E se por um lado aconteceram fatos inesperados, que protagonizaram o caos, em outro prisma dos acontecimentos há uma parcela de brasileiros satisfeita com a realização da Copa do Mundo. Para estes cidadãos, o lucro foi rentável em seus respectivos negócios e não há do que reclamar, pois as contas foram abastadas com a moeda estrangeira. Trata-se de hoteleiros e de favelados que alugaram suas casas e quartos para turistas nos morros do Rio de Janeiro, incluindo neste contexto de ganhos os cidadãos que abriram mão do conforto de seus lares nas cidades que sediaram os jogos da Copa. Não faltaram as caravanas de torcedores que conseguiram acomodar seus carros e trailers. E até mesmo as areias de Copacabana, na Zona Sul do Rio, viraram abrigo para sacos de dormir. Um grupo considerável de proprietários de imóveis na cidade maravilhosa está de olho nas Olimpíadas de 2016, pois acredita que as competições irão movimentar os seus empreendimentos.

Os turistas adoraram o Brasil e prometem voltar. E segundo estatísticas, 70% dos estrangeiros que estiveram no país para acompanhar os jogos, consideraram ótimo o Mundial. O sucesso da gastronomia brasileira foi o ponto alto para tanta comilança entre europeus e americanos. Farofa, pão de queijo, churrasco e outras comidas típicas fizeram sucesso dentro e fora dos estádios. Estrangeiros invadiram os restaurantes e bares, e entenderam porque os brasileiros comem tanto. A grande descoberta foi o pastelzinho de carne, consumido a todo instante, e o tacatá amazonense.

Foto: FABRICE COFFRINI/AFP
Foto: FABRICE COFFRINI/AFP

O país acorda de uma ressaca indigesta. A triunfal celebração do título coube aos alemães. O Brasil ficou de lado. Acuado no seu canto, assistindo de braços cruzados o que de fato era o sonho de milhões de brasileiros. Mas é no clima de revolta que se reflete melhor. Em pensar que os bilhões de reais gastos em obras faraônicas, poderiam ter sido melhor aproveitados na Educação, na Saúde e no preparo dos jovens para ingressarem nas universidades. E bastava alguém – na espera do poder, óbvio – dizer que não era esse o momento para arcar com a Copa do Mundo e o desfecho seria conveniente, alegam os mais céticos.

O Brasil tornou-se importador de mão de obra no setor da Saúde, por exemplo, alegando escassez de profissionais na área. E Cuba enviou médicos ao país para suprir a necessidade de um povo sofrido, relegado a um condicionamento degradante no atendimento em hospitais e nos postos de saúde. Há quem aguarda na fila de espera até dois anos para ser atendido por um especialista.

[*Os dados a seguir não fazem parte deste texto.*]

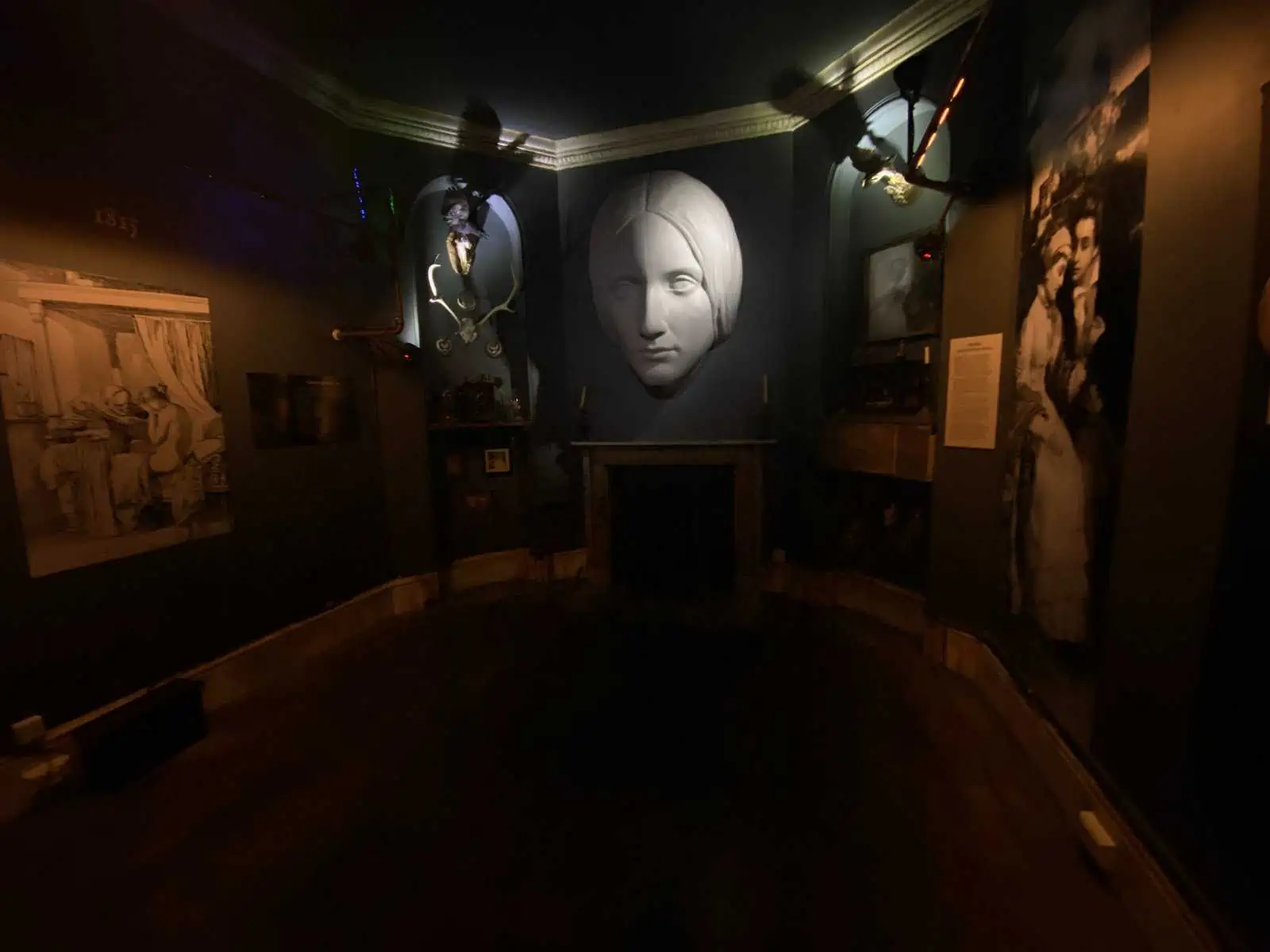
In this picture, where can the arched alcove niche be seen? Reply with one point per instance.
(865, 219)
(498, 267)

Entretanto, os 30 bilhões de reais desembolsados pelo país para atender os gastos com estádios e obras complementares seria o suficiente para formar cerca de 20 mil novos médicos em território brasileiro, além de construir postos de saúde, universidade e escolas do ensino médio. E fica a pergunta: valeu a pena o Brasil sediar a Copa do Mundo de 2014? A festa acabou, levaram a taça embora. O que ficou para o povo foi à frustração. Por sua vez, a FIFA –organizadora do Mundial – não precisou pagar impostos ao país e teve um lucro de 15 bilhões de reais.

O Brasil representa a sétima economia mundial, confirmando sua importância crescente entre os países emergentes, mas os resultados ainda não refletiram no povo. As seis maiores economias de renda média – China, Índia, Rússia, Brasil, Indonésia e México – equivalem a 32,3% do PIB global, enquanto as seis maiores economias de renda alta – EUA, Japão, Alemanha, França, Reino Unido e Itália – respondem por 32,9%”, aponta o relatório. A China deve se tornar a maior economia do mundo em 2014 porque o PIB chinês cresceu muito mais rápido do que o americano, desde 2011. Em termos de PIB per capita, porém, a situação é muito diferente. Em 2011, os EUA tinham o 12º maior PIB per capita pelo critério da paridade do poder de compra, enquanto a China aparecia apenas no 99º lugar. O Brasil aparecia em 80º neste ranking, liderado por Qatar, Macau, Luxemburgo, Kuwait e Brunei.

É chegada a hora de o Brasil resolver de vez questões primordiais que possam melhorar a condição de vida dos seus cidadãos. Empurrar com a barriga é esdrúxulo! E não há como deixar para depois o emergencial. Acabou a Copa do Mundo e os motivos são outros. Imprescindíveis para uma nação que tem pressa e que clama por justiça social. A questão, agora, é fora do estádio, pertinente aos anseios dos brasileiros que estão de olho no que virá.